Wednesday, February 10, 2010

Police investigate theft case at San Diego State

The San Diego State Police Department is officially investigating an embezzlement case from within Associated Students Business Services.

The incident was first reported in the Jan. 20 campus police media bulletin. According to the bulletin, an employee who received refunds reportedly deposited the money into a separate account he created for himself instead of entering them into customer credit card accounts.
Police Capt. Lamine Secka said no one has been charged.
Because of the ongoing investigation, Secka said he could not disclose how long the employee had supposedly been embezzling money, how the office discovered the situation or what the employee was supposed to be refunding.

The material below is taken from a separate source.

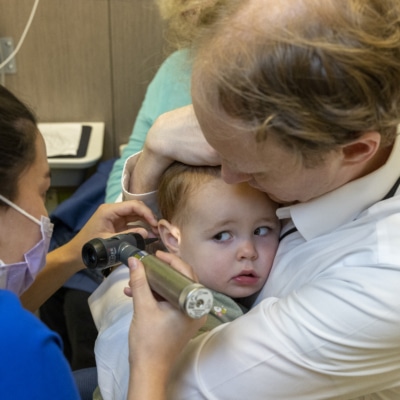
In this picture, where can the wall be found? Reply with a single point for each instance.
(85, 60)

Secka added that police do not yet know how much money may have been embezzled.
While the police report was taken to the A.S. Business Services office, a source who wishes to remain anonymous confirmed that the incident occurred in the Aztec Recreation Center.
A.S. Associate Executive Director Christina Brown said only one employee is being investigated.

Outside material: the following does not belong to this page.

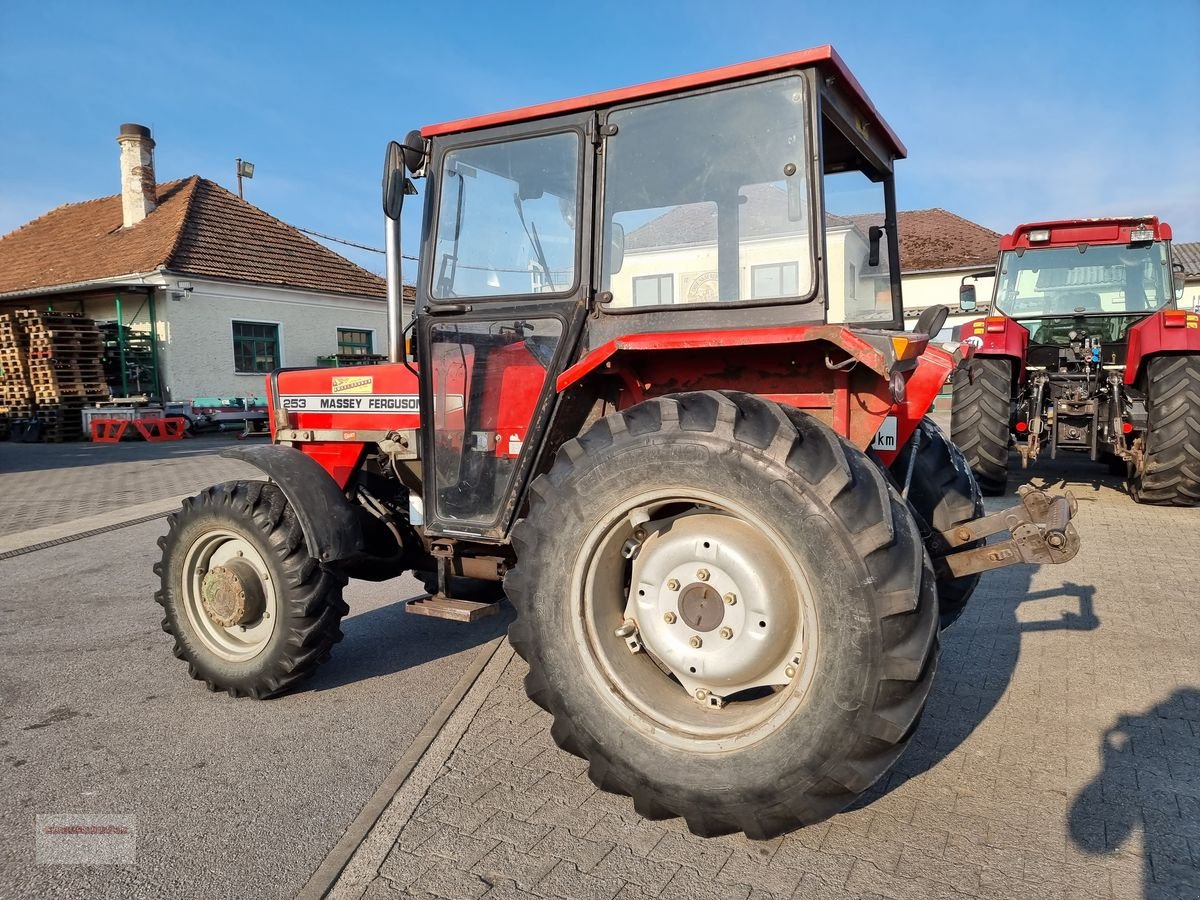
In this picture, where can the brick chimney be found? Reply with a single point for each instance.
(138, 187)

“At this point I just want to say they are no longer with us,” she said.
Brown said A.S. discovered the situation, but she could not explain how or disclosed the amount supposedly embezzled.
“To tell you the truth, we don’t know for sure,” Brown said. “We’re investigating that. We have an idea, but we’re still looking into it.”

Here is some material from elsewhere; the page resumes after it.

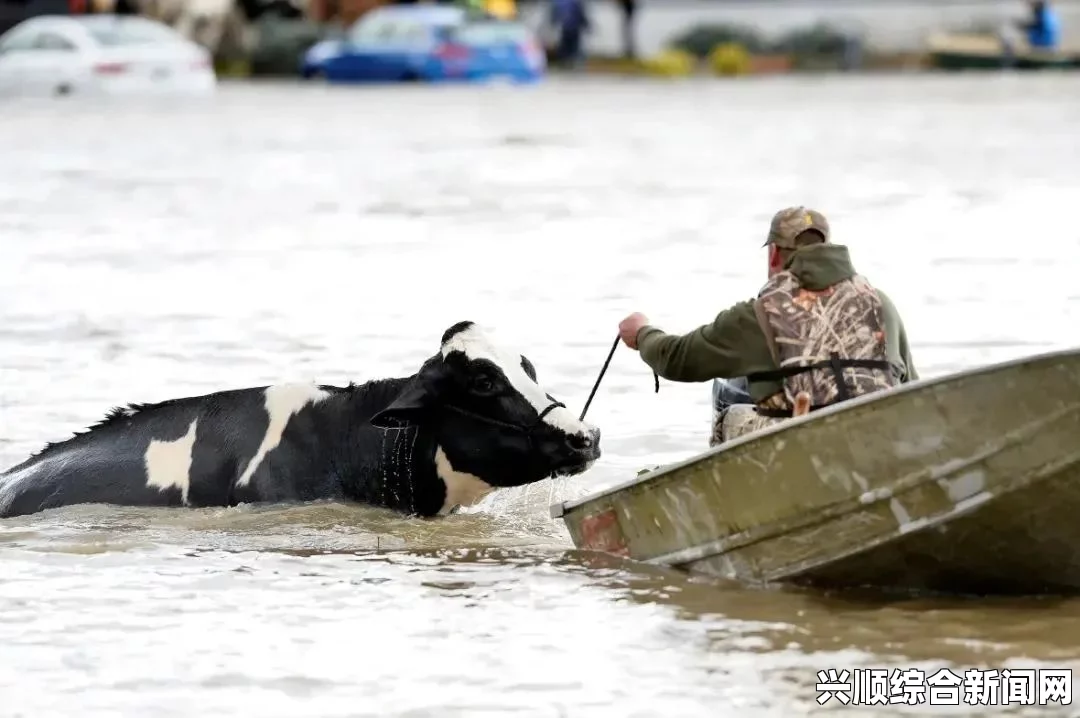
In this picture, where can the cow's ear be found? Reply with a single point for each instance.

A.S. is pursuing a legal case, so Brown said she did not want to say anything that would jeopardize the investigation.
“This isn’t me trying not to be transparent; this is literally just the legal system at this point,” Brown said. “This person has rights and they’re only a suspect at this time because nothing has been proved legally.”
In fact, Brown feels the media bulletin disclosed too much information.
“I can’t tell you any more than what it said in that log,” she said. “To tell you the truth, too much was said in that log. We are pursuing this legally and so we’re already a little bit frustrated at how much was put in that log because of the person’s rights.”
While the bulletin gives the impression that customers were affected, A.S. believes that wasn’t the case, Brown said.
“(The bulletin) is not really accurate,” she said. “It circles around what happened, but that’s not exactly what happened. I see where it makes it look like customer credit cards could have been affected and I think it’s very important to say we believe they were not.”
Brown said A.S. is the victim and that customers should not be concerned.
“At this time we do not believe that any of our customers or credit card information has been compromised in any way and we take that very seriously and have all of the policies and procedures in place to protect that,” she said. “If there does prove to be any type of a loss, it would be a company loss that we believe would be covered under insurance.”
In cases such as these, Secka suggests customers contact their financial institution or the organization customers have their account with if they suspect any wrongdoing.
“If (customers) have reason to believe that something occurred, then yes, they can contact their police department,” he said.
Secka said customers should also take precautions to ensure their bank accounts are safe.
“What we recommend people do periodically regardless is to keep an eye on your account,” he said. “Make sure that the transactions you’re expecting are actually taking place. We make that recommendation when you’re talking about identity theft and all kinds of things.”
Secka said embezzlement cases do not frequently occur on campus. He could not guess what the potential penalty could be, but that it could extend anywhere from “just being reprehended and / or fired to serving jail time and having to repay the money.”
The total value of the allegedly embezzled money would greatly affect what kind of punishment the suspect would receive if the investigation proves the employee guilty.
According to California Penal Code 487, if the value of the allegedly embezzled property exceeds $400, prosecutors can file grand theft charges.